If any good has come from the unconstitutional MMPR and its licensed producers, it is recognition that Health Canada is not untouchable. The public civil servants working for the federal bureaucracy are not immune to mistakes.
But, unlike an entrepreneur who makes a mistake, civil servants aren’t at risk of losing their operations and, in a lot of cases, even their jobs.
Health Canada still trudges along and has been tasked at creating new medical cannabis regulations, despite previous colossal failures. This is what happens when political decisions override the purchasing power of consumers in a free-and-fair market.
So, if any good has come from this debacle, it’s the growing recognition that Health Canada is not best-suited for delivering health-care goods and services.

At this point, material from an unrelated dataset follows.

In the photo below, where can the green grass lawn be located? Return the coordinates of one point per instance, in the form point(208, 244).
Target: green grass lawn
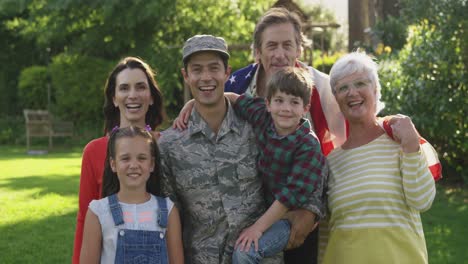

For starters, from a constitutional stand-point, health-care is a provincial issue. If the federal Health Canada bureaucracy is to exist, its power and influence should be minimal and constrained by provincial concerns.
Second, “health-care” is not a homogenous blob. There are a variety of skills and resources in health-care fields. Some goods, services, and skills are more widely demanded than others, some are more durable over long period of time, while others are specific and specialized.
How could a handful of bureaucrats in Ottawa coordinate such a large industry to meet the individual demands of Canadian patients? Hint: they can’t.
Following the Soviet-economic model, Health Canada has no way of allocating this intricate array of capital, land, and labour in a way that is superior to free-and-fair markets. Even the “price-less” delivery is paid for, in time.
Waiting lists are the price Canadians pay for a cash-less health care system.
As such — doctors, nurses, and specialists aren’t entrepreneurs but civil servants. They obviously produce value for people but they don’t produce wealth. Their income is derived from the taxpayer and as seniors and baby-boomers outnumber young people, the sustainability of this system is on shaky ground.
The best health-care is preventive, and that is why cannabis is smashing old paradigms about health and well-being.
While some doctors and nurses fear a plant with over 1000 years of history as a medicinal herb, and while Health Canada takes orders from political gatekeepers who do not view cannabis as “an approved drug or medicine,” entrepreneurs have taken matters into their own hands.
Medical cannabis dispensaries are called such because cannabis is medicine, even if you think you’re using it for recreational purposes.
The fact that Health Canada has repeatedly dropped the ball on this is a clear indication that government monopolies should not be in charge of something so important as the health and well-being of individual Canadians and their families.
The alternative isn’t the American “for-profit” insurance scam, but a truly free-and-fair market where doctors and nurses can be entrepreneurs and can (and likely will) prescribe cannabis without fear of judgment from politically motivated colleges and bureaucracies.